"EAST COAST MOLEST CASE TURNS LOCAL"

SANTA CRUZ SENTINEL - By Donna Jones - February 5, 2002

SANTA CRUZ — A former Santa Cruz educator, facing allegations of improper conduct with a 15-year-old boy in Massachusetts, told Santa Cruz police in 1996 that he twice had sexual relations with boys.

The admissions are part of a report Santa Cruz police released last week to a Massachusetts newspaper but will not make public here on the city attorney’s advice.

The report details the Santa Cruz Police Department’s 1994 and 1996 investigations into allegations of sexual misconduct by Traveling School International founder Stephen Myers.

Santa Cruz police Sgt. Steve Clark confirmed Monday the report includes an admission by Myers that he had sexual relations with a teen-age boy while visiting South Africa on a Traveling School excursion in 1991 and that he had been in therapy to control his attraction to boys.

Santa Cruz City Attorney John Barisone said, based on his reading of the penal code, the report was mistakenly released to the Massachusetts newspaper.

The code he cited allows police to keep reports of child abuse confidential, with certain exceptions.

"I don’t see any reason to compound an erroneous violation of the law," Barisone said.

The Daily Hampshire Gazette published a story Monday based on the Santa Cruz report. It was part of the paper’s investigation into allegations that Myers, while principal of Amherst Regional High School in Amherst, Mass., asked a 15-year-old male student to bare his breast.

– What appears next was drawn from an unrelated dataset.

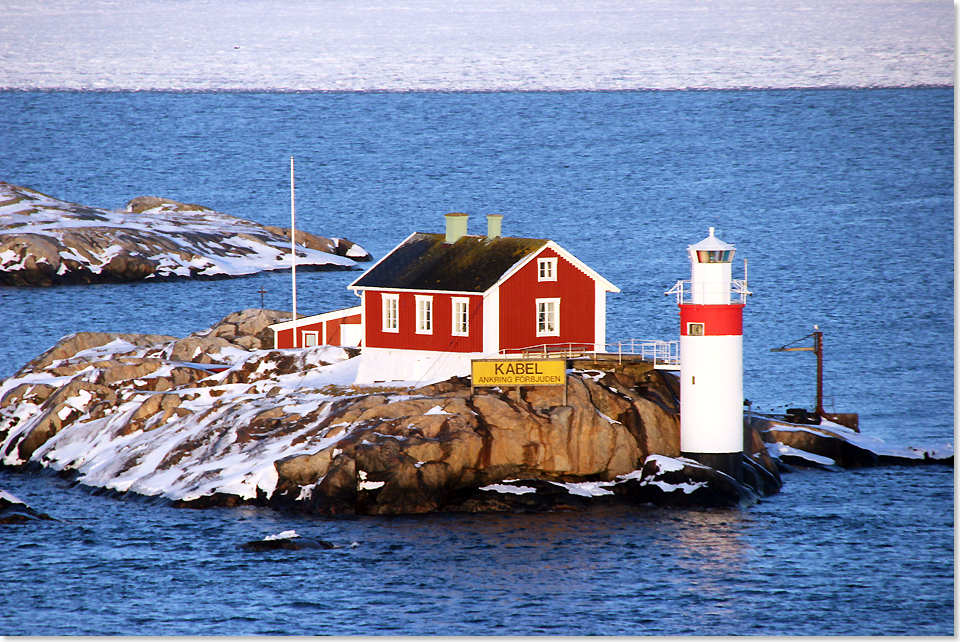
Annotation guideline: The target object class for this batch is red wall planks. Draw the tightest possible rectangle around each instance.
[363,290,483,352]
[500,248,596,350]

Myers, who ran the Santa Cruz-based Traveling School from 1990 to 1999, is under investigation by the Massachusetts Department of Social Services, which took custody of his 8-year-old son last month, and the Northwestern District Attorney’s Office in Amherst.

No charges have been brought in connection with the Massachusetts investigations or the earlier inquiries in California.

Clark said the 1994 investigation was prompted by complaints from local parents about photographs taken of students in their underwear. Myers told police the photo sessions were part of a "body awareness day."

Myers’ explanation combined with different rules regarding child pornography at the time probably explain why no charges were filed, Clark said.

Two years later, while Myers was attempting to adopt a 4-year-old Romanian boy, the alleged victim of a 1980 molestation in Colorado contacted police in an effort to prevent the adoption, Clark said. During that 1996 investigation, Myers admitted to the 1980 and 1991 incidents, Clark said.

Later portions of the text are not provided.